Für d'Herrschaft und für 'd Leut

LEKTÜRE VORAB / DAS TRAPP-KOCHBUCH

23/03/10 Die Enkelin hat in den Kochbüchern ihrer Großmutter geblättert. Johanna Raudaschl war Köchin im Hause Trapp, in Aigen. Man kochte und aß dort wohl gut, und wer (best)bürgerliche Küche der dreißiger Jahre nachahmen will, ist mit diesem Kochbuch gut dran. - Die alte Frau Raudaschl hat ihren Kindern und Kindeskindern aber auch viel erzählt und sie hat manche Erinnerung und Randnotiz schriftlich hinterlassen. Daraus hat Caroline Kleibel für das Buch Lese-Stücke zusammengestellt, die mindestens so bunt sind wie die Food-Fotografie im Buch. - Eine Leseprobe.

Von CAROLINE KLEIBEL

Gerade einmal rund 40.000 Einwohner zählte Salzburg 1931. Die Stadt wirkte den Winter über ruhig und verschlafen. Im Sommer aber mauserte sie sich schon damals alljährlich zur „Weltstadt der Musik“. Mit einem kulturellen Leben wie hier, speziell wie im Hause Trapp, war Johanna Raudaschl noch nie zuvor in Berührung gekommen. Im Juli und August war die Stadt voll mit Künstlern und Musik-liebhabern aus aller Herren Länder, die den bereits 1920 gegründeten Festspielen die Ehre gaben. Rund 60.000 auswärtige Besucher zählte man 1931, und errechnete aus deren Ausgaben – „im Schnitt 100 Schilling pro Person“ – für Salzburg und Österreich Einnahmen von sechs Millionen. Überschminkte vieles im Grunde nur die wahren Probleme der Zeit, so war es doch prägend für das weitere Leben meiner Großmutter, dabei gewesen zu sein – wenngleich nur ganz am Rande. (…)

Viel Festspielprominenz, Künstler wie Publikum, gaben sich in der noblen Villa in Aigen ein Stelldichein. Nahe und ferne Verwandtschaft wurde eingeladen oder lud sich ganz einfach selbst ein. Das Ehepaar von Trapp nahm regen Anteil an gesellschaftlichen Anlässen, stand oftmals als Gastgeber in deren Mittelpunkt. (…)

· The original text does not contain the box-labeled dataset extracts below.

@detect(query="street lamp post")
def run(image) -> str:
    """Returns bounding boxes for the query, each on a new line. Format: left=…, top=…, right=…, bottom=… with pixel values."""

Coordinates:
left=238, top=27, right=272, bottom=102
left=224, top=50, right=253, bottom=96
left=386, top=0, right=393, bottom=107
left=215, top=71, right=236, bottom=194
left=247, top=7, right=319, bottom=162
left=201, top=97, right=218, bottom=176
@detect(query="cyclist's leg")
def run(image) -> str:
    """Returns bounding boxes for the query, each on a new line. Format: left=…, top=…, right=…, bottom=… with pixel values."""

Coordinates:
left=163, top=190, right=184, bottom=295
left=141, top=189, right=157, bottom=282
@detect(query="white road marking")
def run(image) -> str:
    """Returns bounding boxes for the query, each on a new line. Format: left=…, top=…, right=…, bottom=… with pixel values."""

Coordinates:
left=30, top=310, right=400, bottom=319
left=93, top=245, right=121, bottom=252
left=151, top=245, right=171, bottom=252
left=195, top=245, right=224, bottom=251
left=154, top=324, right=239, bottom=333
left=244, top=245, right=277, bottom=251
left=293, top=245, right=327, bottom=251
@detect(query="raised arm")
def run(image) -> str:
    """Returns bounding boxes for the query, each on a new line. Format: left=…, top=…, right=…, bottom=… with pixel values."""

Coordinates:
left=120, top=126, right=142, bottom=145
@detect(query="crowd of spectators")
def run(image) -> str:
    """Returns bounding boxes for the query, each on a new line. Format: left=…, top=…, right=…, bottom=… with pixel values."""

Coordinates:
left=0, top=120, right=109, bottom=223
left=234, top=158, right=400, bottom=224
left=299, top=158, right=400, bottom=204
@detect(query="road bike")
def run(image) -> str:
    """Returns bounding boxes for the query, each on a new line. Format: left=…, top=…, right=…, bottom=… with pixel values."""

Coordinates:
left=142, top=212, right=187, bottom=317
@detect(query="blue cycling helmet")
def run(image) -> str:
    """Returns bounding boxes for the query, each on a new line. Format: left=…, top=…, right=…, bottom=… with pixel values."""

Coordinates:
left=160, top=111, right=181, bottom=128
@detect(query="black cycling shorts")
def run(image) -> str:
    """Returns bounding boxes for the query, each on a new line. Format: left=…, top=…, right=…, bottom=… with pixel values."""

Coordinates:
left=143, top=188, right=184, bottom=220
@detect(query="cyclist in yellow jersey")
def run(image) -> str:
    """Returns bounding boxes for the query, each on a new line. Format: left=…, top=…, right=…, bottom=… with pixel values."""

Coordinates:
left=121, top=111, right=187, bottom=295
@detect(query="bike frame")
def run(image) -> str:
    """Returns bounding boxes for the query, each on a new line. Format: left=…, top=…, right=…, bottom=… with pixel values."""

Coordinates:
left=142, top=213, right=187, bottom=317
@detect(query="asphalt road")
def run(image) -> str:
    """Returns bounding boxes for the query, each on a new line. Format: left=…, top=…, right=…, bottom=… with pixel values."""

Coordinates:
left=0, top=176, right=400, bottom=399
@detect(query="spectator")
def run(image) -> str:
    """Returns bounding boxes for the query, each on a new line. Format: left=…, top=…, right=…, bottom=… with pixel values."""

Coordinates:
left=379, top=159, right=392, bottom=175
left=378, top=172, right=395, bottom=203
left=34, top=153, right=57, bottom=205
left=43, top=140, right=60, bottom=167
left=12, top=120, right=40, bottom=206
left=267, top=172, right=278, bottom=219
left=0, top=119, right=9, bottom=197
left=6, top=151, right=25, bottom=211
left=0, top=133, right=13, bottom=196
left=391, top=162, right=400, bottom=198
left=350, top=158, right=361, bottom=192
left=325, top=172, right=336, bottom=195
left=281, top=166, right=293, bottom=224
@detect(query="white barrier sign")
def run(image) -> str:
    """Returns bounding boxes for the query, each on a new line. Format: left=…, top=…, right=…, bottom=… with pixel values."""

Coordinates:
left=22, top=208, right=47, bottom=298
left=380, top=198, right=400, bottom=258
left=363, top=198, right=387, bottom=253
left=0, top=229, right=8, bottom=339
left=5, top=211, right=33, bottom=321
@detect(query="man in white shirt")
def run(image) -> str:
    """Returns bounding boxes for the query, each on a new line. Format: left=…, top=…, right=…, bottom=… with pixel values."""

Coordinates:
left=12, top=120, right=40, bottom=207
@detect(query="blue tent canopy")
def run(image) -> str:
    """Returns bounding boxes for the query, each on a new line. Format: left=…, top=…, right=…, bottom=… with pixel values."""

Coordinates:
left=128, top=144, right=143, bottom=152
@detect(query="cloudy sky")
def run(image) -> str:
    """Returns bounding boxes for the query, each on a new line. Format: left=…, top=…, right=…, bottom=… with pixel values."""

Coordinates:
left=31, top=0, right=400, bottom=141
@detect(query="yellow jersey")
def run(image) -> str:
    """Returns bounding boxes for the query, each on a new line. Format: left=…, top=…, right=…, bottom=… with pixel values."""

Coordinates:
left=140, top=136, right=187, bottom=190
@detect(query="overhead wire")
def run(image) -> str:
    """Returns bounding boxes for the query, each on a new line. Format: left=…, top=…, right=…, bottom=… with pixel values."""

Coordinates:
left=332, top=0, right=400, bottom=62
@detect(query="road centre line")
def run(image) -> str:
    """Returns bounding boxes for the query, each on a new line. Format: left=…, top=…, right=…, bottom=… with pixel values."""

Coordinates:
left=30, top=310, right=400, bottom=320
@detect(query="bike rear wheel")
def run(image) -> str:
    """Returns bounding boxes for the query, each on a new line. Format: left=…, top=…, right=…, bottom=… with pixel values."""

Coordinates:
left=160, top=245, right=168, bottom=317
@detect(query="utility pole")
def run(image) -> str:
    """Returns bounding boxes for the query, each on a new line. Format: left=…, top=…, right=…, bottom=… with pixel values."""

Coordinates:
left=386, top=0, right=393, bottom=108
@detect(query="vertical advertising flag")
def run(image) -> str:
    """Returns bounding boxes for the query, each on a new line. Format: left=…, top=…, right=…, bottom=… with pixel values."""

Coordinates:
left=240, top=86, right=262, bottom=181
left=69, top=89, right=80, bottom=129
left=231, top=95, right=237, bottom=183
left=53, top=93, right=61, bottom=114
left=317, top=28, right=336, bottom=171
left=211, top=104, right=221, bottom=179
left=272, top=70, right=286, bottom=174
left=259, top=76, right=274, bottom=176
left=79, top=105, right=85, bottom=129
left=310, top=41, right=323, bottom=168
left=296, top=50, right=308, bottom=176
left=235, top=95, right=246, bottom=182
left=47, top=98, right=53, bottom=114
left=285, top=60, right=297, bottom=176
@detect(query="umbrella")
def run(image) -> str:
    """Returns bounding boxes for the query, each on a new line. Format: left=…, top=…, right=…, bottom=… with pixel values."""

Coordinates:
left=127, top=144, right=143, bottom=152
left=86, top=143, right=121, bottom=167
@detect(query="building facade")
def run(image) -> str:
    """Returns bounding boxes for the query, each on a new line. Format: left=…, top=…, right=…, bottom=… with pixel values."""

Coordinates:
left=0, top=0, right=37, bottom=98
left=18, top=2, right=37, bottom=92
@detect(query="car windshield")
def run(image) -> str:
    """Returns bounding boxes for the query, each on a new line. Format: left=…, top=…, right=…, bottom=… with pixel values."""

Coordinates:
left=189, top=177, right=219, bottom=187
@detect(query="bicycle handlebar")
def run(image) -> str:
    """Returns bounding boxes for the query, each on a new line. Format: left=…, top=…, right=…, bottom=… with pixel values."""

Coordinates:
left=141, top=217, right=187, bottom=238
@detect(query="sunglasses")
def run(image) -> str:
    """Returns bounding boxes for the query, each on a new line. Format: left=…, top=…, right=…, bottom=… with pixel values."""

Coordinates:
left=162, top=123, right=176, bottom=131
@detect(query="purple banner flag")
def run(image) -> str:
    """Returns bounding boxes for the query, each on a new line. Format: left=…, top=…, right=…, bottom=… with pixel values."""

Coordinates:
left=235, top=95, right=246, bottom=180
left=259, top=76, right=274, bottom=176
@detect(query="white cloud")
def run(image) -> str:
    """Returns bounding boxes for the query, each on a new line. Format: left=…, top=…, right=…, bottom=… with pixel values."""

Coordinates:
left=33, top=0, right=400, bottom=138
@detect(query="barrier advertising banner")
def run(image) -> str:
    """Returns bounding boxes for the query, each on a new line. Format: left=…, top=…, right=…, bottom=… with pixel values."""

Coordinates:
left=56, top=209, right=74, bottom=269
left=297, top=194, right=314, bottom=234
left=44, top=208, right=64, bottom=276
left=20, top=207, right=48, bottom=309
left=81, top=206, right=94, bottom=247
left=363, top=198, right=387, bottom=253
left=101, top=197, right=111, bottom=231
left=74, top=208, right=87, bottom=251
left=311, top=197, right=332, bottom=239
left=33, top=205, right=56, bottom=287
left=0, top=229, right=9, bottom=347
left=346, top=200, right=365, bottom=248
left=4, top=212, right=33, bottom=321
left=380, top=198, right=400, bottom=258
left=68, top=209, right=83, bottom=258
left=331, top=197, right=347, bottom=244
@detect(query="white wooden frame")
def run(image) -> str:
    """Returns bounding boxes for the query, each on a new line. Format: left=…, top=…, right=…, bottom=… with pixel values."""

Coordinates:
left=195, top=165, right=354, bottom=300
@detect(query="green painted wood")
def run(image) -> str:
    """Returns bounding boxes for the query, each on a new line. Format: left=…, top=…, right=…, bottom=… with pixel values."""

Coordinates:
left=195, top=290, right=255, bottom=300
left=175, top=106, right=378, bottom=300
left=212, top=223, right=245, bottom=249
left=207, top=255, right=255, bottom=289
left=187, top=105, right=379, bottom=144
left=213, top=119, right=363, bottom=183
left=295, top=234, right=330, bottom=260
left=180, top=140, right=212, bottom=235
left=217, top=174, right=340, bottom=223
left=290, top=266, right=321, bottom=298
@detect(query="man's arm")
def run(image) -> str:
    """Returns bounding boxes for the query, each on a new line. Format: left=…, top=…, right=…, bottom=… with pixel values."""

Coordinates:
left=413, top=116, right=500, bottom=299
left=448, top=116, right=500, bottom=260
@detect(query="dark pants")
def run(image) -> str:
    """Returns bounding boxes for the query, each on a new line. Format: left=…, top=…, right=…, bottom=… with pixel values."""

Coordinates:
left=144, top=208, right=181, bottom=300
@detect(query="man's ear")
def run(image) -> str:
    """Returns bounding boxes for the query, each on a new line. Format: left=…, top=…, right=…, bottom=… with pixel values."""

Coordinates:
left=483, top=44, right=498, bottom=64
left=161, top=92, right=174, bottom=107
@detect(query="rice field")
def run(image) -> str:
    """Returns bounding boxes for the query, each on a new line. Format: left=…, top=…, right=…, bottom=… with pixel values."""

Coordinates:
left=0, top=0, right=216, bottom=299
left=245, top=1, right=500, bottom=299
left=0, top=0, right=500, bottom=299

Obwohl sie selbst nicht gerade ein Genussmensch war und so manches nicht essen durfte, ließ es sich die Baronin nicht nehmen, täglich die Speisenfolge persönlich zu bestimmen und das Essen für „d’ Herrschaft und für d’ Leut“ gemeinsam mit ihrer Köchin auszuwählen.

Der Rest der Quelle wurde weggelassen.